I have looked at Tao's book on Measure Theory, and they are perhaps the best math books I have ever seen. Besides the extremely clear and motivated presentation, the main feature of the book is that there is no big list of exercises at the end of each chapter; the exercises are dispersed throughout the text, and they are actually critical in developing the theory.

Question: What are some other math books written in this style, or other authors who write in this way? I am open to any fields of math, since I will use this question in the future as a reference.

That was the question; the following is just why I think Tao's style is so great.

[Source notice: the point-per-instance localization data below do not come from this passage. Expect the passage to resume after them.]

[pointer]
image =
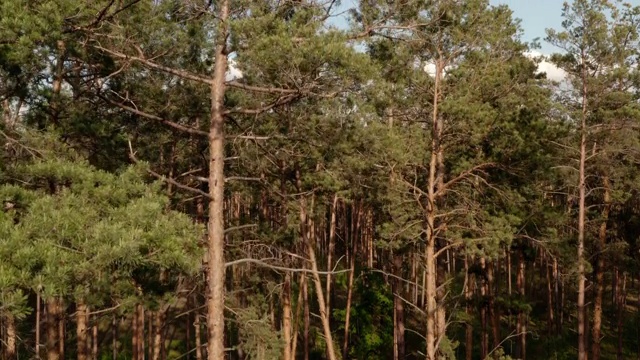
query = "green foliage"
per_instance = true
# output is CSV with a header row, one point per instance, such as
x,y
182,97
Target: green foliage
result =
x,y
78,232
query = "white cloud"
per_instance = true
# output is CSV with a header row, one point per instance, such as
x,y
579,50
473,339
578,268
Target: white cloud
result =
x,y
553,72
233,73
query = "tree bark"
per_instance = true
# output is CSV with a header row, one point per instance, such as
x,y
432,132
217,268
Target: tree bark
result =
x,y
621,304
38,315
582,345
398,310
484,337
307,318
10,328
94,340
597,303
468,294
215,238
522,316
158,332
494,315
286,316
430,235
196,334
332,245
347,324
53,332
550,304
81,330
308,235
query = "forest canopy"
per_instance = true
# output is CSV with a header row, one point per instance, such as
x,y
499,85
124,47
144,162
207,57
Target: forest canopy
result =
x,y
243,179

• When you come to an exercise, you know that you are ready for it. There is no doubt in the back of your mind that "maybe I haven't read enough of the chapter to solve this exercise"
• Similarly, there is no bad feeling of "maybe I wasn't supposed to use this more advanced theorem for this exercise, maybe I was supposed to do it from the basic definitions but I can't". It makes everything feel "fair game"
• It makes it difficult to be a passive reader
• It makes you become invested in the development of the theory, as if you are living back in 1900 and trying to develop this stuff for the first time

I think you can achieve a similar effect with almost any other book, if you try to prove every theorem by yourself before you read the proof and stuff like that, but at least for me there are some severe psychological barriers that prevent me from doing that. For example, if I try to prove a theorem without reading the proof, I always have the doubt that "this proof may be too hard, it would not be expected of the reader to come up with this proof". In Tao's book, the proofs are conciously left to you, so you know that you can do it, which is a big encouragement.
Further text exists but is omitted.